The majority contends that the means-end review should be "arguably less rigorous in this case because ... felon dispossession laws do not restrict the 'core right of armed defense,' but rather burden 'activity lying closer to the margins of the right.' " Maj. Op. at 448 n.10 (quoting Ezell II , 846 F.3d at 892 ). I disagree. First, felon dispossession statutes target the whole right, including its core: they restrict even mere possession of a firearm in the home for the purpose of self-defense. Cf. Heller , 554 U.S. at 630-35, 128 S.Ct. 2783 (finding unconstitutional a law that made it impossible for citizens to use firearms for "the core lawful purpose of self-defense"); id. at 628, 128 S.Ct. 2783 ("[T]he inherent right of self-defense has been central to the Second Amendment right.").13 And second, the burden is severe: it is a permanent disqualification from the exercise of a fundamental right. See Maj. Op. at 439-40; see also United States v. McCane , 573 F.3d 1037, 1048-49 (10th Cir. 2009) (Tymkovich, J., concurring) ("[T]he broad scope of § 922(g)(1) -which permanently disqualifies all felons from possessing firearms-would conflict with the 'core' self-defense right embodied in the Second Amendment."). Thus, "a very strong public-interest justification and a close means-ends fit" is required before Kanter may be constitutionally subject to the United States and Wisconsin dispossession statutes. Ezell II , 846 F.3d at 892.

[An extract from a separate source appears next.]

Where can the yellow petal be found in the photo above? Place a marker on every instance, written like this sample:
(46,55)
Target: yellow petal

There is no question that the interest identified by the governments and supported by history-keeping guns out of the hands of those who are likely to misuse them-is very strong. And we have held *466that several of the other categorical bans within § 922(g) demonstrate the necessary fit between this public-safety end and the government's chosen means. In Skoien , we upheld § 922(g)(9), which prohibits those convicted of domestic violence misdemeanors from possessing firearms, because "no one doubts that the goal of § 922(g)(9), preventing armed mayhem, is an important governmental objective" and "[b]oth logic and data establish a substantial relation between § 922(g)(9) and this objective." 614 F.3d at 642; see also id. at 644 ("[N]o matter how you slice these numbers, people convicted of domestic violence remain dangerous to their spouses and partners."). In United States v. Yancey , we sustained § 922(g)(3), which prohibits any person "who is an unlawful user of or addicted to any controlled substance" from possessing a gun, because "studies amply demonstrate the connection between chronic drug abuse and violent crime, and illuminate the nexus between Congress's attempt to keep firearms away from habitual drug abusers and its goal of reducing violent crime." 621 F.3d 681, 686 (7th Cir. 2010). And in United States v. Meza-Rodriguez , we rejected a challenge to § 922(g)(5), which prohibits aliens unlawfully present in the United States from possessing firearms, reasoning that keeping guns out of the hands of "persons who are difficult to track and who have an interest in eluding law enforcement" serves the public-safety objectives of § 922(g). 798 F.3d 664, 673 (7th Cir. 2015).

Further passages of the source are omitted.